Et avec elle, l’homme fit à Grandgoujon l’inventaire.

— Là-bas, dit-il, les mercantis nous bouffent.

— Aussi, reprit la femme, j’y ai fait c’bon gâteau d’riz.

Il ouvrit avec peine une musette sur ses reins.

— Là, c’est un jambonneau, dit la femme.

— Qui pèse son poids, reprit l’homme.

— T’en donneras à Ruffin, dit la femme, qui t’a rapporté une bouteille.
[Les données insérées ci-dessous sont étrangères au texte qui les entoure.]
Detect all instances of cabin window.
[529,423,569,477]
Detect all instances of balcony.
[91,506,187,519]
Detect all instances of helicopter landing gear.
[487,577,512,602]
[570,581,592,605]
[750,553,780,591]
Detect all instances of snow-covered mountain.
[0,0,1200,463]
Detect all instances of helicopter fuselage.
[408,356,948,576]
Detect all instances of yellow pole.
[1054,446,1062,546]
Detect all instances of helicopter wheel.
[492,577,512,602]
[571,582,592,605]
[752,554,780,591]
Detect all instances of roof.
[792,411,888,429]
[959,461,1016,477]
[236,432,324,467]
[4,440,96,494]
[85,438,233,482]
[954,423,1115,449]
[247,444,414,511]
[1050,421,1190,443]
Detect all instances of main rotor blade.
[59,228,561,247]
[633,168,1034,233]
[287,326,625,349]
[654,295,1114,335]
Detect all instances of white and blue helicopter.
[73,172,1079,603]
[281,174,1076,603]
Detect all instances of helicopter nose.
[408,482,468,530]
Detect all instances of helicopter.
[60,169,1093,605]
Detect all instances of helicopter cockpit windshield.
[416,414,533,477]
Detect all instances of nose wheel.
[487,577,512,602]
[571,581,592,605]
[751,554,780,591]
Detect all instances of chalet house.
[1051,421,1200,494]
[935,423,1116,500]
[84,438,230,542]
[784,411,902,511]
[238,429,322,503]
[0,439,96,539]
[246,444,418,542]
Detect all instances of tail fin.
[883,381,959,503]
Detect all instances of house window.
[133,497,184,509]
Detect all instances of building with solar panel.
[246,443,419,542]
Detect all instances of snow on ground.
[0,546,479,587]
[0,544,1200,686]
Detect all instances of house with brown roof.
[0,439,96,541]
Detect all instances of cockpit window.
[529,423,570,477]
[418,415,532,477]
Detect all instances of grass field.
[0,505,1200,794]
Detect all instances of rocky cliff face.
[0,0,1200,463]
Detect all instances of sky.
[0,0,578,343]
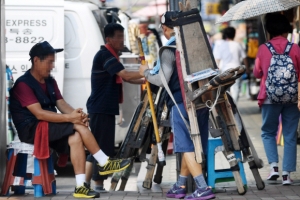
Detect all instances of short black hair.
[104,23,124,38]
[266,13,292,37]
[222,27,235,40]
[30,53,49,66]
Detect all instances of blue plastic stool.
[32,155,56,197]
[1,149,56,197]
[206,137,247,189]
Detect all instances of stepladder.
[110,86,170,191]
[159,0,264,195]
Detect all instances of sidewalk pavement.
[0,98,300,200]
— Sûrement, reprit l’homme. Pis à c’vieux Charles. Son oncle est dans la volaille ; ah ! y a un mois, ce poulet d’grain qu’on s’a enfoncé !…

— Enfin, dit Grandgoujon bonhomme, il n’y a pas à s’en faire.

À ces mots, la femme regarda ses écussons de secrétaire d’état-major, avec défiance. Il dut ajouter :

— Je sais ce que c’est, Madame : j’ai vu le bastringue de près.

Après quoi, il se séparèrent, et Grandgoujon emmena son monde au fameux petit restaurant de l’avenue du Maine, où il avait, en vain, voulu faire dîner Colomb lors de leur première rencontre. Cette fois, il était ouvert.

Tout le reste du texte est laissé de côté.